Distinct subcellular localization of alternative splicing variants of EFA6D, a guanine nucleotide exchange factor for Arf6, in the mouse brain

ABSTRACT EFA6D (guanine nucleotide exchange factor for ADP‐ribosylation factor 6 [Arf6]D) is also known as EFA6R, Psd3, and HCA67. It is the fourth member of the EFA6 family with guanine nucleotide exchange activity for Arf6, a small guanosine triphosphatase (GTPase) that regulates endosomal trafficking and actin cytoskeleton remodeling. We propose a classification and nomenclature of 10 EFA6D variants deposited in the GenBank database as EFA6D1a, 1b, 1c, 1d, 1s, 2a, 2b, 2c, 2d, and 2s based on the combination of N‐terminal and C‐terminal insertions. Polymerase chain reaction analysis showed the expression of all EFA6D variants except for variants a and d in the adult mouse brain. Immunoblotting analysis with novel variant‐specific antibodies showed the endogenous expression of EFA6D1b, EFA6D1c, and EFA6D1s at the protein level, with the highest expression being EFA6D1s, in the brain. Immunoblotting analysis of forebrain subcellular fractions showed the distinct subcellular distribution of EFA6D1b/c and EFA6D1s. The immunohistochemical analysis revealed distinct but overlapping immunoreactive patterns between EFA6D1b/c and EFA6D1s in the mouse brain.
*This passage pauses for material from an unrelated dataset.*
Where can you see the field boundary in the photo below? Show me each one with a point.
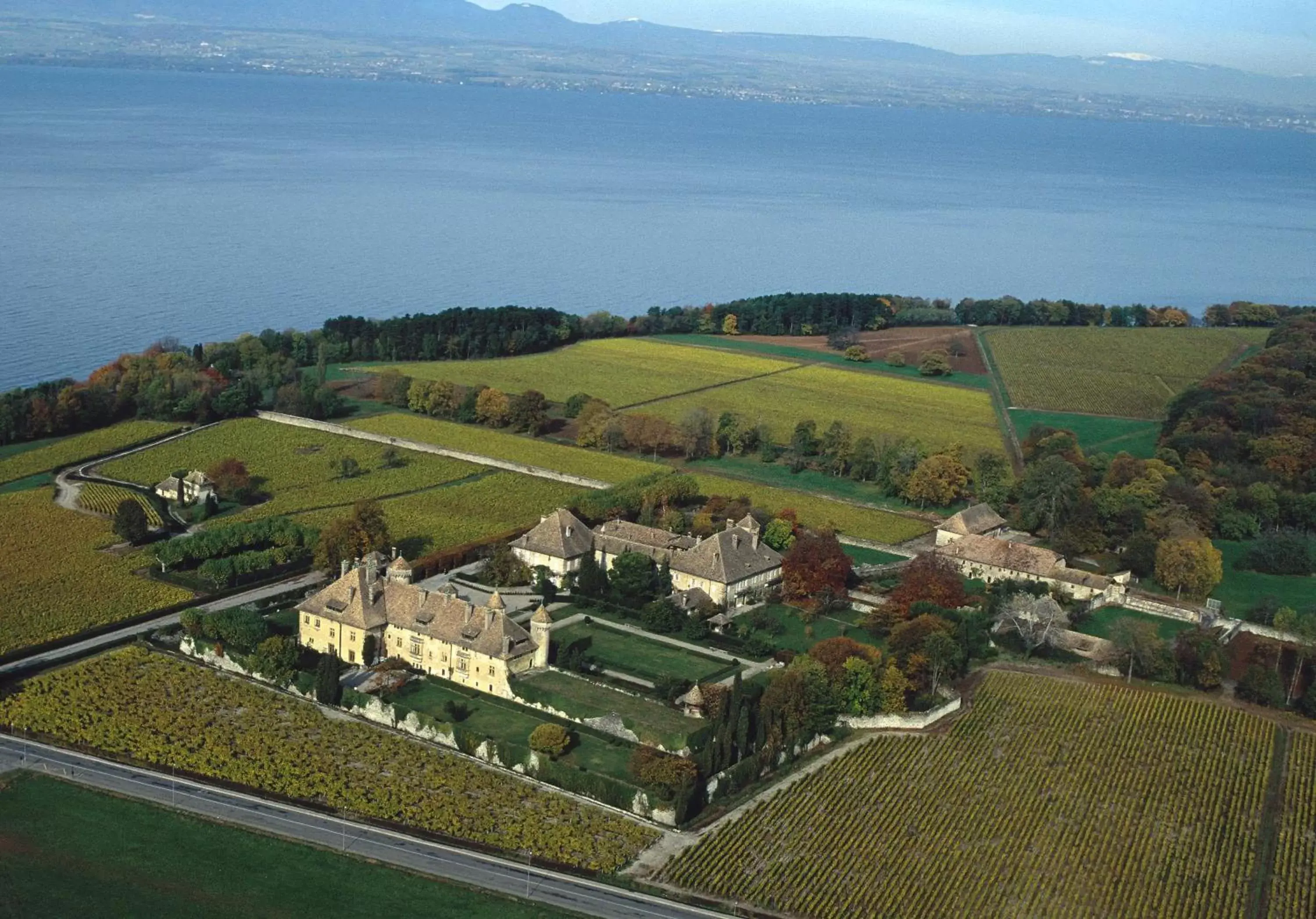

In immunoelectron microscopic analyses of the hippocampal CA3 region, EFA6D1b/c was present predominantly in the mossy fiber axons of dentate granule cells, whereas EFA6D1s was present abundantly in the cell bodies, dendritic shafts, and spines of hippocampal pyramidal cells. These results provide the first anatomical evidence suggesting the functional diversity of EFA6D variants, particularly EFA6D1b/c and EFA6D1s, in neurons. J. Comp. Neurol. 524:2531–2552, 2016. © 2016 Wiley Periodicals, Inc. The authors demonstrate distinct localization of splicing variants of EFA6D, an Arf6‐specific GEF, in the mouse brain. In particular, in the hippocampus, EFA6D1b/c and EFA6D1s predominantly localize at mossy fiber axons and somatodendritic components of pyramidal cells, respectively. These findings provide anatomical evidence suggesting the functional diversity of EFA6D variants in neurons.